Here are seven of the many benefits of purchasing ULIPs:
1. Dual I-I benefit
ULIPs offer life insurance that benefits the insured’s family during the policy term. It also provides rewards on investment when the insurance reaches maturity. This is a dual (I-I) benefit of investment and insurance.
The policyholder allows a predetermined portion of the entire premium for investment in the chosen instrument (debt and equity).
2. Triple E-E-E benefit
The triple EEE (Exempt-Exempt-Exempt) benefit is available to ULIP policyholders. This shows a policyholder’s eligibility to claim a tax rebate for each stage—investment, returns, and withdrawal.
The premium they paid is deductible from their yearly taxable income. The best feature of ULIPs is that they are tax-free, unlike mutual funds. The policyholder may withdraw their fund and accrued returns after the lock-in term has ended. Hence, the maturity amount or sum promised is free of all taxes.

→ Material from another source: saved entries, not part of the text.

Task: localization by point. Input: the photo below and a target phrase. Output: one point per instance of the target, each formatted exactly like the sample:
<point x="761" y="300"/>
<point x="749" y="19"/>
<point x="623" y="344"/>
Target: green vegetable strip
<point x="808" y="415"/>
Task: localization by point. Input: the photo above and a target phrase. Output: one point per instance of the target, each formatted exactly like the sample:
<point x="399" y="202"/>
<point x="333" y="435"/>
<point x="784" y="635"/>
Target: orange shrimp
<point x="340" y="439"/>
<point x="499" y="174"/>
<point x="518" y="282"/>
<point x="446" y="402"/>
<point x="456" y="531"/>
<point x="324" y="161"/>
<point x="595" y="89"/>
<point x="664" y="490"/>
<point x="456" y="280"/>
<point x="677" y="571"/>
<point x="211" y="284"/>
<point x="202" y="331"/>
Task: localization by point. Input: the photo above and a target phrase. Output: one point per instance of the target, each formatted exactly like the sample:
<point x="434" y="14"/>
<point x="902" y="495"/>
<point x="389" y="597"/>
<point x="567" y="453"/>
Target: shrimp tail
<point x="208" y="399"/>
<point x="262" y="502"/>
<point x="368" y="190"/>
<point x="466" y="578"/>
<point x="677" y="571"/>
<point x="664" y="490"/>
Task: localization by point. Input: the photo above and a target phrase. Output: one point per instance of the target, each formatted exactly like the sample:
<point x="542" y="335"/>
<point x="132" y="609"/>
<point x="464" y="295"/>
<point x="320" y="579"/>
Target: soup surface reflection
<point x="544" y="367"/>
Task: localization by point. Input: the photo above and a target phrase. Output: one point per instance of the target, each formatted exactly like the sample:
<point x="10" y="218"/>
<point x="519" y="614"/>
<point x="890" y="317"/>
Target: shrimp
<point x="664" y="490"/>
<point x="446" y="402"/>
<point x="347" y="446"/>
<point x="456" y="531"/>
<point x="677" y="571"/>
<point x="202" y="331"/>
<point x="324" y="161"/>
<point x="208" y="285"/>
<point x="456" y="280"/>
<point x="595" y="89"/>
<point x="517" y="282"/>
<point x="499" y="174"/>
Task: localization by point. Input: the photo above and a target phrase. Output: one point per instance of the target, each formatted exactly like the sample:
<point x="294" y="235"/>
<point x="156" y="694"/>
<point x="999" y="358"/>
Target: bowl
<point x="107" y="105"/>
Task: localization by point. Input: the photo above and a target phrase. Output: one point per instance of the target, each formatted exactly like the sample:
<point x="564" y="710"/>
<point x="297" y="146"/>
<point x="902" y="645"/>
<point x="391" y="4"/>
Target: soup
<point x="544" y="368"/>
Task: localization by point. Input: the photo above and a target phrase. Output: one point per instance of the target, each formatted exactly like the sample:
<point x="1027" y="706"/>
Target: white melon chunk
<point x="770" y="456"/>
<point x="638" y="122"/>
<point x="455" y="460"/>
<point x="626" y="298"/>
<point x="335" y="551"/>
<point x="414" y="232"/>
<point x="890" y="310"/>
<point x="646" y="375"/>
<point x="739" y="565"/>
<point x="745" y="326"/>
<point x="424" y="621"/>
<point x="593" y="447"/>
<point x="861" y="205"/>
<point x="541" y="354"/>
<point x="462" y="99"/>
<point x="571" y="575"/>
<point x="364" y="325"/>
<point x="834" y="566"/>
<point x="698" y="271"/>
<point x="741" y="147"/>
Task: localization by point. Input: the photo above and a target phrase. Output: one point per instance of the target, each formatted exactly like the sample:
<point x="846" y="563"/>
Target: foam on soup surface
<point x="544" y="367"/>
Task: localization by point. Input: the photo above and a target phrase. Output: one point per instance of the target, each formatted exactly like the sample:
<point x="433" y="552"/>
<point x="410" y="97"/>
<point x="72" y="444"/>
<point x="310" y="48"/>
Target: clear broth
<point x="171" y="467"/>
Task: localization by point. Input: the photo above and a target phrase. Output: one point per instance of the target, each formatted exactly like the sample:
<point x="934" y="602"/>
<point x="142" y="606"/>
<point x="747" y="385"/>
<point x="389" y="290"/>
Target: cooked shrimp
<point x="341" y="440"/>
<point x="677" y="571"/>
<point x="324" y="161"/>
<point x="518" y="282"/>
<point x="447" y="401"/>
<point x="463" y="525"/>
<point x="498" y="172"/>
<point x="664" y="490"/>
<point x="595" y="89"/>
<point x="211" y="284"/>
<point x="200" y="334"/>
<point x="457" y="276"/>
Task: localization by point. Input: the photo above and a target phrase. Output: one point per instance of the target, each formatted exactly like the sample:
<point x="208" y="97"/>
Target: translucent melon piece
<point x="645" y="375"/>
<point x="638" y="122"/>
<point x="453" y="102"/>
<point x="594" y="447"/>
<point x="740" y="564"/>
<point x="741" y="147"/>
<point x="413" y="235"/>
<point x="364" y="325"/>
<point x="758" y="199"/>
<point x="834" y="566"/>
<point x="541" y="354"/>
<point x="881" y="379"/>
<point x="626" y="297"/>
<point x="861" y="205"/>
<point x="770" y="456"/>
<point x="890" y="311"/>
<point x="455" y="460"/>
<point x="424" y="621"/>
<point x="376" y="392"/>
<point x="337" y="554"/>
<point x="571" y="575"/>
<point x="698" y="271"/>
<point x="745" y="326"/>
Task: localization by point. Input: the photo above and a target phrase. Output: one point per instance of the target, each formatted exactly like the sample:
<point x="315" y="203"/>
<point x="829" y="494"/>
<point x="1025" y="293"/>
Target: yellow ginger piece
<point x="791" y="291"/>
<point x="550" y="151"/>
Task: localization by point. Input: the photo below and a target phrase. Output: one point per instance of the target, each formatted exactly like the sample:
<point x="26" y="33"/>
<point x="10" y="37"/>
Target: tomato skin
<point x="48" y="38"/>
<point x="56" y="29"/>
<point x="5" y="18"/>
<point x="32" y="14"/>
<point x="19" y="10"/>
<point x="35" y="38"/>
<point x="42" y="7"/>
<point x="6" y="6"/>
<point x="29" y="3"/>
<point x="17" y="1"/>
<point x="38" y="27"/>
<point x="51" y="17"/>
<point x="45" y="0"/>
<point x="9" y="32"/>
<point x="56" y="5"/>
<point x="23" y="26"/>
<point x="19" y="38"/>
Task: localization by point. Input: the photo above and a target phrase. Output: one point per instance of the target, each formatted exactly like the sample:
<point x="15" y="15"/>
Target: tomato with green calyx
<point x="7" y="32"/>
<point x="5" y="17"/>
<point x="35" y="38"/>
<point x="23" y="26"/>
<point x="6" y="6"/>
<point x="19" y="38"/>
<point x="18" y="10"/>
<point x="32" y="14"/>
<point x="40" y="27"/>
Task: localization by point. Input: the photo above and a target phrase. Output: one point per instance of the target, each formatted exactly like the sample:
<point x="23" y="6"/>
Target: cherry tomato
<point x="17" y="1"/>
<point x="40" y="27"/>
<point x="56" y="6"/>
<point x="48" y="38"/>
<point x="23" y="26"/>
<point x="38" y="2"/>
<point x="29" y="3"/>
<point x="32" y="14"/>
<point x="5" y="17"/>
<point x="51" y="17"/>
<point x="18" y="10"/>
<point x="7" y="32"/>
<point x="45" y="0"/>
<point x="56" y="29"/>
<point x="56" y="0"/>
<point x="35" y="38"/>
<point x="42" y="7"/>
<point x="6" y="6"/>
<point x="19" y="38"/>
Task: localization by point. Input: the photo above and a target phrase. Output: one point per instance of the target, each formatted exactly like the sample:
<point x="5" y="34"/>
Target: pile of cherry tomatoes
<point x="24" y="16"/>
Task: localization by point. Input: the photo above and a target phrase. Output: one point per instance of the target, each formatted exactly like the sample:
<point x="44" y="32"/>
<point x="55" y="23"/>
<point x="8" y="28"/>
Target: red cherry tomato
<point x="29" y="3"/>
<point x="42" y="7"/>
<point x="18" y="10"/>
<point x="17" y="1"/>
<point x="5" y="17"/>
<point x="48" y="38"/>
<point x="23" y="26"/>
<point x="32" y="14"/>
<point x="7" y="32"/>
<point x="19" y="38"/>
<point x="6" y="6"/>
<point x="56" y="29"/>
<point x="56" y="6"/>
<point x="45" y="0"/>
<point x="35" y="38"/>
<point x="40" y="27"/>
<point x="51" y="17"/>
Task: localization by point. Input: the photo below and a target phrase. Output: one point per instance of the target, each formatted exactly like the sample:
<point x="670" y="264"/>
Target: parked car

In addition, maturity proceeds are tax-free, offering you ULIP tax benefits.
3. Top-up Advantage
The Top-Up Advantage lets policyholders enhance their investments through ULIPs. They can add more funds to their current coverage with the aid of the top-up facility. If their current fund has been performing well, customers can easily add extra funds to the current premium amount to participate in its expansion. The estimated value of your ULIP investment can be calculated using a ULIP calculator based on the premiums, tenures, and other information you enter.
4. Option to switch:
The ability to change allows policyholders to alter their exposure to equity, hybrid, or debt funds according to their risk tolerance and the performance of various funds. Also, the quantity invested in debt and equity instruments changes according to the investor’s level of risk tolerance. Perhaps the only financial tool that gives policyholders flexibility is ULIPs. With this “switching” option, policyholders can transfer all or part of their investment from one fund to another without incurring fees.
PFew free switches are offered by the majority of ULIP policy each year. Policyholders who follow capital market developments closely can use this special feature from the comfort of their homes. In addition, they can go to the ULIP provider’s nearest branch.
5. Costs structure
ULIPs typically have five different charges: a policy administration fee, premium allocation fees, a fund management fee, a surrender fee, and a mortality fee:
- The administration fee is assessed for ULIP upkeep.
- Due to the underwriting cost fund management, the policyholder would incur higher premium allocation charges during the initial period.
- Charges for fund administration typically vary from 0.5% to 2%.
- A resignation fee is due when the policyholder surrenders the policy before maturity.
- A variable fee known as the mortality charge covers the expense of providing life insurance to the insured.
The IRDAI regulations limit the ULIP policy costs to 3%. As a result, the policyholder will pay less and be able to earn better returns. Visit the official website of IRDAI for further details.
6. Lock-in Period
ULIPs typically have a lock-in period of three to five years or longer. After the lock-in period is up, the policyholder can terminate the coverage. The accrued corpus is transferred to a discontinuation fund in this situation. All insurance companies are required to give the insured a refund. The primary goal of the discontinuance fund is to distribute funds from the abandoned scheme. The policyholder isn’t given liquidity throughout the lock-in term. The insured may withdraw money as needed after the lock-in period has ended. After deducting any applicable discontinuance or surrender fees associated with the relevant policy, the funds will be given.
7. Potentially better than others
ULIPs provide much higher returns than other insurance products and offer ULIP tax benefits. ULIPs place the funds in a variety of asset classes. Although tax-saving funds have far larger returns, policyholders can choose a different fund each year based on its performance. The amount due at maturity is determined by the success of the equities market over the fund’s lifetime. On the other hand, endowment plans make a fixed payment following a predetermined period. A five-year lock-in period is included with tax-saving FDs (fixed deposits). The investor’s income is then increased by returns, which are taxed according to the investor’s income tax bracket. You can use a ULIP Calculator to estimate future returns and the value of a ULIP investment.
* There are two tax regimes in India – new and old. Choose the correct one after consulting an expert to get the desired tax benefit. You can opt for a regime change during the next financial year
Many people are selecting ULIPs due to changes in investment patterns and the availability of tools linked to the market, such ULIPs.